You gotta love retail listings. Today’s release date leak comes from an Amazon listing of The Art of Mass Effect: Andromeda. The art book produced by Dark Horse is coming March 21, 2017. But a blurb on the product page also indicates the game is releasing the same day.
Nice, I’ll take both.
We haven’t seen much of Mass Effect Andromeda, have we? Outside of behind-the-scenes footage, the only gameplay I’ve seen was the tech video from last month.
We can expect a huge media blowout on N7 day (November 7th).
@nerfedllamas Yep, on N7-Day we’ll show a new trailer and officially open the doors to the next chapter of the Mass Effect universe.
— Mass Effect (@masseffect) September 7, 2016
That gives us about five months between the big reveal and the release date leaked by the art book. It feels sudden compared to games in recent years, but there has been a distinct shift in narrowing the time between reveal and release date.
Take Fallout 4 for example. Bethesda revealed it at E3 2015 and launched the game that November. A five/six-month gap. Even publishers notorious for early reveals (cough, Ubisoft, cough) are changing their ways. It felt like we heard about Watch Dogs for three or four years before release. Watch Dogs 2? Revealed around E3 and coming in November.
EA is no different. Hell, they’re one of the best at not having a ton of time pass between reveal and release date.
Battlefield 1? May reveal, October release date.
Titanfall 2? Teaser trailer in April followed by first gameplay trailer in June. October release date.
Why the shift is good
The shift is good for all parties.

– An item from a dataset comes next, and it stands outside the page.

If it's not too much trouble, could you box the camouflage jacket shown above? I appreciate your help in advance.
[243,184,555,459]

Developers don’t have to worry about building demos to present at several major conferences. Publishers can focus on a tighter marketing window. And we don’t have to wait that long between the first footage and getting our hands on the final game.

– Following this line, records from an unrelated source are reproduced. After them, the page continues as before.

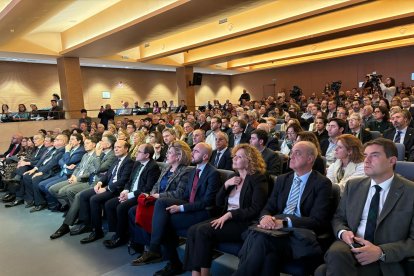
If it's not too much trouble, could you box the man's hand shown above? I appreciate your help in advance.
[96,187,106,194]
[68,175,77,184]
[32,172,43,178]
[66,164,76,170]
[118,190,128,202]
[166,205,180,214]
[351,237,383,266]
[258,215,283,230]
[340,230,355,245]
[24,169,36,175]
[94,182,102,193]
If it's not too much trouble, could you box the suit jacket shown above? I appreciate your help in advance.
[229,133,250,148]
[314,129,329,144]
[2,143,21,158]
[154,164,192,198]
[183,132,194,147]
[59,146,86,176]
[261,147,282,176]
[244,124,255,136]
[383,127,414,159]
[73,152,101,181]
[98,109,115,128]
[175,163,221,212]
[175,105,187,113]
[124,159,161,197]
[28,145,48,167]
[261,170,332,234]
[216,173,268,222]
[332,175,414,274]
[195,122,211,133]
[266,136,280,151]
[37,147,65,178]
[209,148,233,170]
[100,156,134,193]
[350,128,372,144]
[97,149,116,174]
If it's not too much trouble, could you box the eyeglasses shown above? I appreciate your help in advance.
[289,151,304,158]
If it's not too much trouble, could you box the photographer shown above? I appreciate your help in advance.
[379,76,396,102]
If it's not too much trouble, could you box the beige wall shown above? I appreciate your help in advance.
[231,45,414,100]
[194,74,232,106]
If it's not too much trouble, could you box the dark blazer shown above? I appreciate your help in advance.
[229,133,250,148]
[266,136,280,151]
[320,139,332,156]
[97,150,116,173]
[28,145,48,167]
[101,156,134,193]
[37,147,65,178]
[59,146,86,176]
[261,170,332,234]
[261,147,282,176]
[175,163,221,212]
[210,148,233,170]
[332,175,414,274]
[244,124,255,136]
[48,106,64,119]
[98,109,115,128]
[2,143,21,157]
[175,105,187,113]
[358,128,372,144]
[383,127,414,159]
[154,164,192,198]
[195,122,211,133]
[216,173,268,222]
[124,159,161,197]
[314,129,329,144]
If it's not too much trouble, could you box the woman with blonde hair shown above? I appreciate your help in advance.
[129,131,146,160]
[173,124,185,141]
[107,124,117,136]
[184,144,268,276]
[326,134,365,193]
[117,128,129,142]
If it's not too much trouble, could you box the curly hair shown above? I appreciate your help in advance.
[231,144,266,175]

But the biggest side effect of shorter reveal to release windows? It tempers hype. For developers and gamers. Look at No Man’s Sky? I know, I know. It’s the favorite game to hate on right now.
The first trailer came out in 2013. That’s nearly three years of gamers hyping the game up. It was destined to fail. A shorter reveal to release cycle would have tempered these expectations for everyone. First of all, the developers would have shown a game that is more realistic to what they are releasing. Second, gamers would not have had enough time to generate the insane hype that ultimately surrounded the game.
Ubisoft saw this same issue with the first Watch Dogs. The early reveals looked incredible, but then the final game released and everyone was screaming graphic downgrades.
Waiting to reveal a game closer to release shows everyone a much more realistic picture of what the final game will look like. When we saw Battlefield 1 in May, we knew it was going to look pretty much like that at release. And DICE proved what Frostbite could do with Star Wars Battlefront.
A November reveal for Mass Effect: Andromeda and a March release date might seem fast, but it isn’t. Not anymore. More publishers are moving away from announcing their games too soon. And we have Battlefield 1 and Titanfall 2 as evidence EA prefers to wait until closer to a game’s release date.